When Vladyslav developed a cough that persisted for more than three weeks, he visited his infectious disease specialist, who discovered that Vladyslav had also been suffering from a low-grade fever. Recognizing these symptoms, Vladyslav’s doctor suspected TB.
Vladyslav underwent testing, which confirmed inflammation and TB. He was immediately referred to a TB specialist who confirmed Vladyslav’s diagnosis and started him on anti-TB medications and antiretroviral treatment, effectively saving his life.
Improving access to HIV/TB services for patients like Vladyslav is one of the primary goals of the USAID-funded Strengthening Tuberculosis Control in Ukraine project (STbCU). The project promotes rapid clinical screening and accurate laboratory diagnosis of TB. It aims to establish effective referrals and integrate services such as TB prophylaxis, TB treatment and antiretroviral treatment.

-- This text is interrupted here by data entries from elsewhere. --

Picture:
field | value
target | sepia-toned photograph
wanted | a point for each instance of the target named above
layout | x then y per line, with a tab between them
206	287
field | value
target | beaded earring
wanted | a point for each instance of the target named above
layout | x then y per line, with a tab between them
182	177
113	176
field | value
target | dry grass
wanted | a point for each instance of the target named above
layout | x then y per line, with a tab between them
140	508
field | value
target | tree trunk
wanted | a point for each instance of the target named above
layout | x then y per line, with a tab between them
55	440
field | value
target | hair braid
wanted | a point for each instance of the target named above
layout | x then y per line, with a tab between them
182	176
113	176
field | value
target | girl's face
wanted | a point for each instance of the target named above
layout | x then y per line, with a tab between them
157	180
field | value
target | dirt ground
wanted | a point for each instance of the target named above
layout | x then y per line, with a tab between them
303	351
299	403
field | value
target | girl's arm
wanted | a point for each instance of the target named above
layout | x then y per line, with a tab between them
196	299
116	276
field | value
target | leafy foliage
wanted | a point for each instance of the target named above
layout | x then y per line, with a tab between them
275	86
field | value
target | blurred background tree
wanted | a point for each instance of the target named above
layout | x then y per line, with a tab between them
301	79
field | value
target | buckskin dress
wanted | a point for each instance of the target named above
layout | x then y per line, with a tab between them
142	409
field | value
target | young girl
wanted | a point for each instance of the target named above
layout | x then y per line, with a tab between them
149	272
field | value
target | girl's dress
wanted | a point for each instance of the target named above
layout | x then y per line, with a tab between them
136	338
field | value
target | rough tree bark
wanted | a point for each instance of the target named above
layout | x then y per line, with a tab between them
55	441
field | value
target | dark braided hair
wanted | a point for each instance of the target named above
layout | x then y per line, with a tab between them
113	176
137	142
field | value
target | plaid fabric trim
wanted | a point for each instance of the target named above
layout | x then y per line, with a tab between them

The project also works to improve broader aspects of TB care, making health-care workers alert to the risks of TB in their patients (especially HIV-positive patients), training health-care professionals on clinical signs and symptoms of TB, and promoting high levels of treatment adherence among TB patients.
Quick diagnosis and stringent adherence to treatment give patients a better chance of treating tuberculosis. The USAID STbCU project, which runs from April 2012 through April 2017, helps doctors better identify this disease and provide more effective treatments for TB/HIV co-infected patients.
Thanks to the vigilant care and attention of his doctors, Vladyslav is following his TB drug regimen and is expected to finish the treatment successfully.
"I am grateful to the doctors for starting my treatment quickly and for their constant support," he said. "I don’t think I could make myself finish the entire TB treatment if it weren’t for them."
*Full name withheld for privacy reasons.